Two of the best hockey players on the planet and arguably the second-best offensive partnership in the entire league turned in their most unrecognizable total postseason performance in their best chance to avoid first-round humiliation. The question is, why?

I do truly believe there's a mental block, that when the prospects of failure increased from impossible to highly likely, that it influenced their performance. To lay it all on that, however, would be gleefully missing the forest for the trees. The mental aspect could became relevant, if at all, because Montreal's layers of resistance held firm. 

More or less tasked with following the Leafs top line over the boards, centre Phillip Danault and the defensive pairing of Shea Weber and Ben Chiarot formed an impenetrable defensive triangle in front of Carey Price, who stopped basically everything within reason in the series. What worked all season for Matthews and Marner, simply didn't versus Montreal, and the duo, and its coach, chose to assume the breakthrough would eventually happen, rather than executing even a basic adjustment. 

As we know, that strategy failed spectacularly. 

Marner is receiving most of the heat, for reasons both related and unrelated to his seven-game sample. Having managed to combine both ineffective offense and self-destructive individual plays, Marner deserves all the measured criticism he's facing, but after managing just two assists in five games after Game 2, with one coming with less than two minutes remaining in Game 7 with the Leafs trailing by three, Matthews should shoulder just as much of the blame. 

As well as Marner is paid, Matthews is the guy.

3. Depth not what it was thought to be

I still stand by the opinion that Kyle Dubas' best work in his executive career came this season. He managed to flip a flawed roster into a first-place program, while in the process re-stocking the prospect system. What I tend to believe now is that he built a great regular season team, not one that was ready to compete in the playoffs.

No, it's not because they weren't tough enough or any of that nonsense. It's because they very quickly became one note. As already mentioned, that has a lot to do with the injury to John Tavares, and an injury that changed the complexion of the series. However, it's always been understood that it's impossible to survive the rigours of the Stanley Cup Playoffs without injury, and without having players from the depths of the lineup step up and play major roles.

Truly, the difference between the Leafs and a legitimate Stanley Cup contender like the Colorado Avalanche is who is tapped to fill the void. In Colorado for example, it's a former 10th overall selection like Tyson Jost moving up to spell an injured Nathan MacKinnon. They don't miss a beat. 

In Toronto, it's more often than not an aging veteran struggling to keep up.

Joe Thornton, Wayne Simmonds and, to a lesser extent, Nick Foligno were nice stories this season. It was fun when they were having fun, throwing on old ball caps, and contributing to a team that was easily best when competing at that default 85 percent regular season standard. But when it came to the remaining 15 percent, they, just as much as the players they came to play with, couldn't hold up their end of the bargain.

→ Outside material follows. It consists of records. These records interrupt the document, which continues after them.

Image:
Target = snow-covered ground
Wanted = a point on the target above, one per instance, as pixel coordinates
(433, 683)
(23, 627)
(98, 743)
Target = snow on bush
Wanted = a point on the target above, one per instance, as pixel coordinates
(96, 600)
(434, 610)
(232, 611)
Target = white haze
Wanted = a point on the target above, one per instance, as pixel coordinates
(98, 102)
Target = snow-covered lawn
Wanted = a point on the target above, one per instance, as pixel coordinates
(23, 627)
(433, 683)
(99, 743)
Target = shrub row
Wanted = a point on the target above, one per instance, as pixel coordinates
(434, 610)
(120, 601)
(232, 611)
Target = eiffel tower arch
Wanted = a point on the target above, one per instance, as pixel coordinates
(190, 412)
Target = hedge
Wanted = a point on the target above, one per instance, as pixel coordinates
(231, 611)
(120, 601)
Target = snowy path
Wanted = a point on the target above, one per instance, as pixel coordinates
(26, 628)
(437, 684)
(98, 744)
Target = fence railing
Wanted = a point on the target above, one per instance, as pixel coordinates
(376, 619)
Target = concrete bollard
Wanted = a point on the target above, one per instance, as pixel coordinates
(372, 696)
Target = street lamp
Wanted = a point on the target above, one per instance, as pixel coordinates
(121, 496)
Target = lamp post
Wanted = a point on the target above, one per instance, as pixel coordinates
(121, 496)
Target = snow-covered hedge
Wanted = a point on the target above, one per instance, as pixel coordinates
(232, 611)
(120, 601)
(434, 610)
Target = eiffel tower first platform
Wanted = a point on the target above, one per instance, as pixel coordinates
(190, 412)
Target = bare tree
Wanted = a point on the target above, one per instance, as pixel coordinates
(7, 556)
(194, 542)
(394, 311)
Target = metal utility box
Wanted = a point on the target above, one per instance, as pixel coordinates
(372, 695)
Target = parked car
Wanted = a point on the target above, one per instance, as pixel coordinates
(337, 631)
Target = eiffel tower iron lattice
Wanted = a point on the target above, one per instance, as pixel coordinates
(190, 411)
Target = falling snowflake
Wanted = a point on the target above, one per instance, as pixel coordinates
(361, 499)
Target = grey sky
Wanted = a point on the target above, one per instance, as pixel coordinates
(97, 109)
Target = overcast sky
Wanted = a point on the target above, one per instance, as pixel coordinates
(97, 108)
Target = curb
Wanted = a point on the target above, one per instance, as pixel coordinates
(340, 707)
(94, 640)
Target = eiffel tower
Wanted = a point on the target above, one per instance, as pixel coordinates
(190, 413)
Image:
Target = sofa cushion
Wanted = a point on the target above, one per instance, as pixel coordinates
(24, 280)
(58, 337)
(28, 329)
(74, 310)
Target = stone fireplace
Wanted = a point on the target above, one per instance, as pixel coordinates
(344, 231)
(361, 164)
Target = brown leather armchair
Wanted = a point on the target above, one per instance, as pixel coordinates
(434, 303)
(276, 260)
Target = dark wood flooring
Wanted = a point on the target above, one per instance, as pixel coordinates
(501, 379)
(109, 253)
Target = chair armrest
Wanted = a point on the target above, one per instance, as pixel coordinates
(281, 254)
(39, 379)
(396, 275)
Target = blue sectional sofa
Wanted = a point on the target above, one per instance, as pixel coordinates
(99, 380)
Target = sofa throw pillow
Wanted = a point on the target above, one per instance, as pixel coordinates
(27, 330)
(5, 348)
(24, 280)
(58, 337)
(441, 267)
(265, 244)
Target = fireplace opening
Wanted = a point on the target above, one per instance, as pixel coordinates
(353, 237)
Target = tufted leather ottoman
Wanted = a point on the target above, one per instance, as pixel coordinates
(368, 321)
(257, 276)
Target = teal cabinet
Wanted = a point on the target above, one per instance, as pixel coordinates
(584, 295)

As long as the Maple Leafs employ the strategy of having local legends return deep into the back nines of their career, in lieu of having roster spots open for hungry, energetic kids and prospects dying to make an impact, there will be inherent risk. 

Because these grey beards all can't be Jason Spezza.

(But they could have been Corey Perry).

With Matthews and Marner shut down, the options just became so limited. What seemed like an embarrassment of riches was merely just a collection of brand names. 

And that's not enough to win in the postseason.